Lax blocks cross-site POST requests containing our cookies, but allows top-level navigation, meaning being redirected to a page not requiring cookies or authorization.

Session & Remember Cookie Secure

Marks cookies as secure, requiring they are sent over HTTPS only. This is overwritten in DevConfig to make development easier by not requiring HTTPS for every page.

Session & Remember Cookie HTTP Only

Prevents any javascript from reading session cookies. This forces any script trying to access this sensitive information to go through pre-defined internal functions.

RedisConfig

Redis URL

Defines the URL for the local redis server. This is the same as connecting to a database.

Session Type

Tells Flask we are using redis as our session storage

Session Redis

Creates a redis client from the URL. decode_responses=False tells redis to store information as bytes which is useful since our encryption functions take bytes.

Session Key Prefix

Every session key that is stored in Redis will have “sess:” in front of it. Not necessary if the only thing ever stored in redis is session keys, but if we ever want to store more information, we can set different prefixes to prevent key collisions.

Session Use Signer

Signs the session ID cookie with a unique key when it is stored, and checks that key when it is pulled to prevent tampering while not in transit.

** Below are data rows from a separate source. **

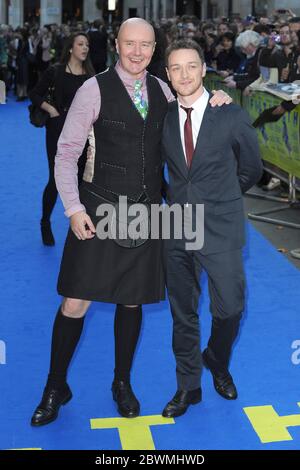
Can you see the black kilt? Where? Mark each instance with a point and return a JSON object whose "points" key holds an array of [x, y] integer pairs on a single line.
{"points": [[103, 271]]}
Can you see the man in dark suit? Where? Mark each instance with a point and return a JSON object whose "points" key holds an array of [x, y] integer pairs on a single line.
{"points": [[213, 157]]}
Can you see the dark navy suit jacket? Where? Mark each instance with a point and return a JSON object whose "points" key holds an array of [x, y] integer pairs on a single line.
{"points": [[226, 163]]}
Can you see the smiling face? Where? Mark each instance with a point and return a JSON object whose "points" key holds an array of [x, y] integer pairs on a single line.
{"points": [[80, 48], [186, 72], [135, 46]]}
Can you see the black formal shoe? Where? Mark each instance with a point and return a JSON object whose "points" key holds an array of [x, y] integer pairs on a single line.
{"points": [[47, 410], [47, 235], [128, 405], [223, 382], [181, 401]]}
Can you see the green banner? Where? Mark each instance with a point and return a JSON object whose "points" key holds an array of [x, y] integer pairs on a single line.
{"points": [[215, 82], [279, 141]]}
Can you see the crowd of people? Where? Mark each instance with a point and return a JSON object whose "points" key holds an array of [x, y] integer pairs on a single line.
{"points": [[235, 47], [138, 126]]}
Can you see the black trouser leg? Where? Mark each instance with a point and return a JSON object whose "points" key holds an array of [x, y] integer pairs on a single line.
{"points": [[226, 283], [65, 337], [127, 328], [182, 276], [223, 334], [50, 192]]}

Session Refresh Each Request

On each request, the TTL (time to live) for the redis session key will be refreshed.

DevConfig

Session Type

Sets session data to be stored on your local system to make development easier. This is not secure and should absolutely not be used in production. Always use redis for actual deployments.

Set this to false to make development easier.

Session File Dir

Tells Flask where to store session data on your machine. With this config it will be stored in the root project directory under a folder titled .flask_session.